* U.S. coal offers dry up, replaced by Russian
* Utilities unfazed by Danube river blockage
LONDON, Feb 9 (Reuters) - Freezing weather continued to drive up gas and power prices but coal values fell again because utilities have more coal than they need and stockpiles are close to full, utilities and traders said.
Gas and power demand has surged across Europe due to the severe cold weather, but utilities, traders and producers are offering very prompt cargoes of Russian and multi-origin coal and finding few buyers.
“What’s interesting is there are quite a few offers of March delivery cargoes and you have to wonder why - were these sold previously and somebody’s backed out or was everybody assuming China would come back in early February and buy?” one major utility source said.
The prompt DES ARA market on Thursday was predominantly made up of Russian cargoes rather than multi-origin and it is unusual for utilities to offer Russian-only cargoes so visibly.
“You’re not going to get a premium any more for Russian coal but to see Russian-only rather than multi-origin cargoes which often turn out to be Russian shows they need to get rid of it,” one European trader said.

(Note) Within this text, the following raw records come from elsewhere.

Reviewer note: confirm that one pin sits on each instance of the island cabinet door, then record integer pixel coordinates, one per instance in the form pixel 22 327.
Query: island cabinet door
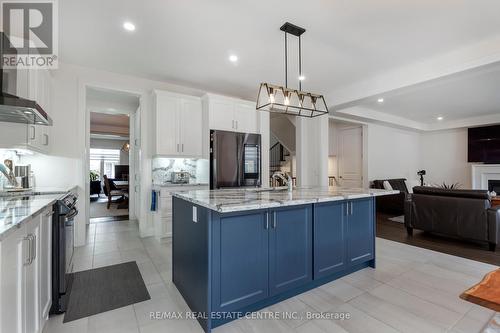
pixel 240 260
pixel 360 231
pixel 290 248
pixel 329 238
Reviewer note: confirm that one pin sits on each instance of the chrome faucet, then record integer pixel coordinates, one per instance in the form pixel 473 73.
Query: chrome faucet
pixel 285 177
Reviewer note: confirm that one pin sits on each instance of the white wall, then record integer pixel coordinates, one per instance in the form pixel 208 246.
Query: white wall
pixel 393 153
pixel 444 157
pixel 400 153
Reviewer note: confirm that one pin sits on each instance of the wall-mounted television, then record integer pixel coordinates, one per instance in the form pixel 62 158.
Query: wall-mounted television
pixel 484 144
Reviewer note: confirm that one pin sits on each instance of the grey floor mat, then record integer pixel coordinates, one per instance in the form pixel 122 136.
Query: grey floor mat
pixel 103 289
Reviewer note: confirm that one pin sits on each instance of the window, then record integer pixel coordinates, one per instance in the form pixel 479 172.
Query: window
pixel 104 160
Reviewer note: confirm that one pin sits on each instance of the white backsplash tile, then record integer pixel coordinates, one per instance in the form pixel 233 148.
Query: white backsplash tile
pixel 198 169
pixel 7 154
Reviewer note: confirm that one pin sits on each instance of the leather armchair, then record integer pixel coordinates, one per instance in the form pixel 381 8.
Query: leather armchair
pixel 465 214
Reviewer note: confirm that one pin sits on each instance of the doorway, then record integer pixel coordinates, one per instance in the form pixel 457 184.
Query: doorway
pixel 112 163
pixel 346 165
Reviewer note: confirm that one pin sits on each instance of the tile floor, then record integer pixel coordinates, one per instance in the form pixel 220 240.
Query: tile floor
pixel 412 290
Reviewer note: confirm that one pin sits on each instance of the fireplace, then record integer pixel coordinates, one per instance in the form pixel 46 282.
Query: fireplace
pixel 494 185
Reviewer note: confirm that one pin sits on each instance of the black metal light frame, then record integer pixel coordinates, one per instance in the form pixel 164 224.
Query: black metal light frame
pixel 316 105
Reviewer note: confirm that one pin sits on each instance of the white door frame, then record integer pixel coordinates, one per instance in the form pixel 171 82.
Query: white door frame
pixel 80 234
pixel 364 130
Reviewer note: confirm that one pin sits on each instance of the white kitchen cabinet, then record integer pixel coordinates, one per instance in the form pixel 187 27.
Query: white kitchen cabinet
pixel 178 125
pixel 25 276
pixel 13 256
pixel 190 124
pixel 167 111
pixel 229 114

Ice has blocked the river Danube in south Germany to inland waterways barges which move coal from the main import terminals to the power plants along the Danube and Rhine but this had no impact on prices, utilities said.
A March DES ARA Russian cargo was bid at $97.50 and offered at $98.90, down 75 cents.
An April DES ARA Russian cargo was bid at $98.25 and offered at $99.50, also down around 75 cents.